There were no dominant commercial depictions of bigfoot at that time, no popular films or other statues from which McClarin could draw inspiration. His inspiration came only from witness descriptions. Consquently he carved a depiction that was closer to being anatomically correct than any of the popular commercial depictions after that point.

Making a costume based of the 1967 O'Mah statue would have been problematic because the facial expressions would not be humalike enough to be recognizable to the average moviegoer. The eyes would have to be spaced apart anatomically correctly, which puts them out of range for a costumed actor to portray, even Andre the Giant. You can't put a human face convincingly into a life-size O'Mah mask because human heads are so much smaller.

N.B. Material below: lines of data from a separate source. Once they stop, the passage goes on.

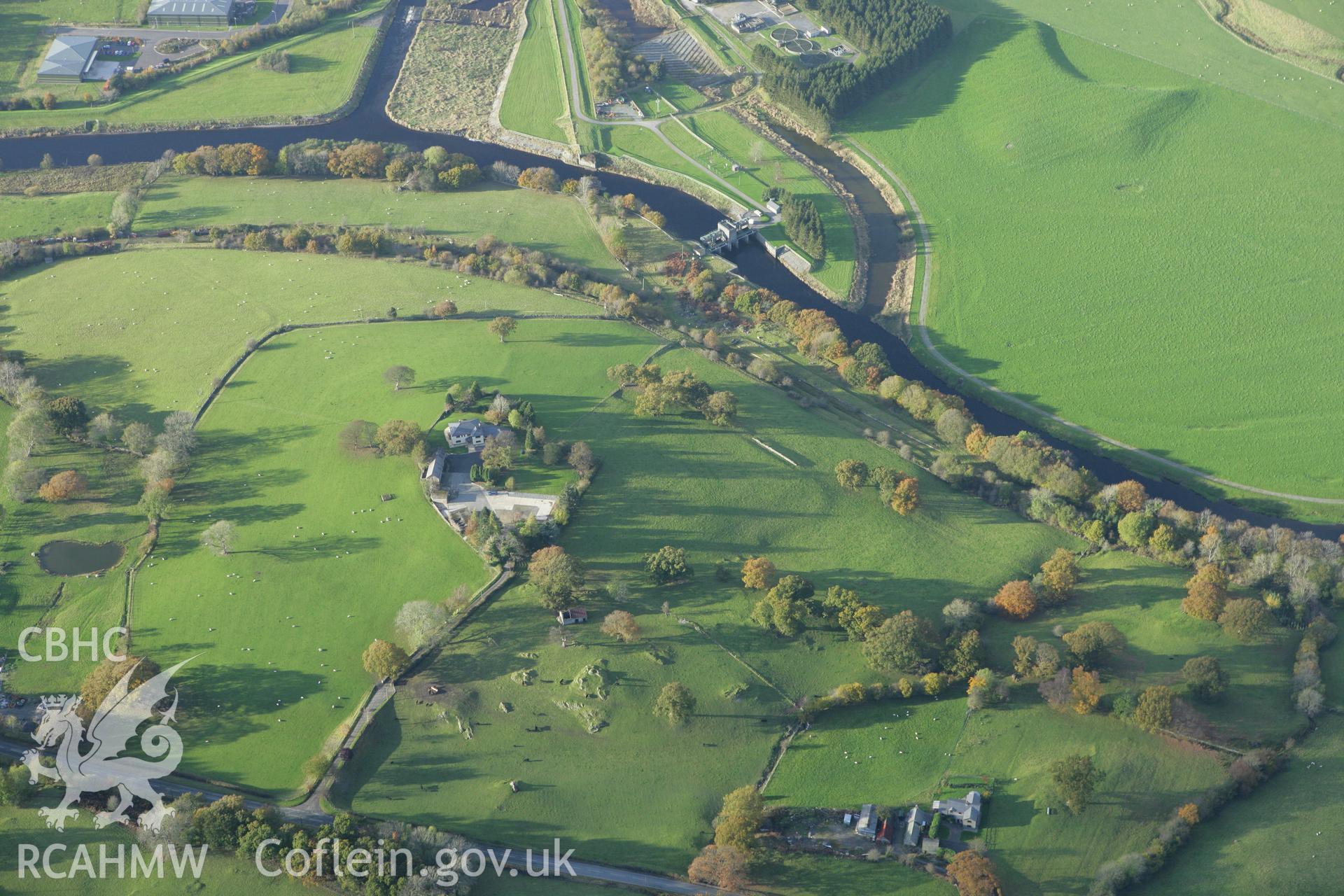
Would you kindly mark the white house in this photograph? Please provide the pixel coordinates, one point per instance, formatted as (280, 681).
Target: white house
(964, 812)
(472, 433)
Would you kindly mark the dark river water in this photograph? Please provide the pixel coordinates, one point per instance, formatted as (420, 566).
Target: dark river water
(687, 218)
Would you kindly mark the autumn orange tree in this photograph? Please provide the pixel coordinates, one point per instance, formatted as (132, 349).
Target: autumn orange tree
(1130, 496)
(1016, 599)
(974, 875)
(64, 486)
(905, 498)
(758, 574)
(723, 867)
(1206, 593)
(1085, 690)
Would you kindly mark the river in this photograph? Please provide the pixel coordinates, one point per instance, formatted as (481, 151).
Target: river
(687, 218)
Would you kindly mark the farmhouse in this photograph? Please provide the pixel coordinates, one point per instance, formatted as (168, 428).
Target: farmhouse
(470, 433)
(916, 822)
(191, 13)
(69, 59)
(867, 821)
(574, 615)
(962, 812)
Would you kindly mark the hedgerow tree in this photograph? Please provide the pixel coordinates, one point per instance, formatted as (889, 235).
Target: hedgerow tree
(555, 575)
(1016, 599)
(1205, 678)
(384, 659)
(1154, 711)
(667, 564)
(622, 625)
(1246, 620)
(904, 643)
(675, 703)
(739, 818)
(1206, 593)
(1058, 577)
(1075, 778)
(853, 475)
(722, 867)
(398, 375)
(219, 538)
(758, 573)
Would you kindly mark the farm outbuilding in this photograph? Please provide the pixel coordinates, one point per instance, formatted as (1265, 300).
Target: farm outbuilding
(69, 58)
(164, 14)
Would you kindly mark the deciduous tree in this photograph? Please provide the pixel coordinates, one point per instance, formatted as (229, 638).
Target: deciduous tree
(622, 625)
(758, 573)
(503, 326)
(1058, 577)
(398, 375)
(739, 818)
(1206, 593)
(1154, 711)
(675, 703)
(667, 564)
(219, 538)
(1205, 678)
(1075, 778)
(384, 659)
(555, 575)
(64, 486)
(1016, 599)
(1246, 620)
(851, 473)
(974, 875)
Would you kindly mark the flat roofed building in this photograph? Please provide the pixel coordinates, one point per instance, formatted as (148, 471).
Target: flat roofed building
(191, 13)
(69, 58)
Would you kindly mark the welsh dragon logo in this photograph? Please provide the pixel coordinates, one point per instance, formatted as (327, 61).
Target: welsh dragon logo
(100, 767)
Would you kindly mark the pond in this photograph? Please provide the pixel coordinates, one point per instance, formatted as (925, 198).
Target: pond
(78, 558)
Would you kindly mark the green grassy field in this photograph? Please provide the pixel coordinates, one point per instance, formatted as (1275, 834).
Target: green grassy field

If you ever see a real sasquatch up close under good lighting conditions, you will see something that looks more like this statue than any of the more popular commerical depictions of these same creatures.

I asked the Aguileras to look closely at photographs of the O'Mah statue and say how they would change the statue to make it look more like what they observed. They said the face would need to be flatter and the nose more prominent.  Irwing noticed a sharp bridge on the nose, like a human, but widening out in a more triangular pattern. Rather than having a tall exposed wrinkly forehead, this creatures forehead was not visible at all because its wet matted locks formed someting like a hoody around its face. All of these elements are very consistent with what you would expect from surviving megafauna adpated to Ice Age conditions.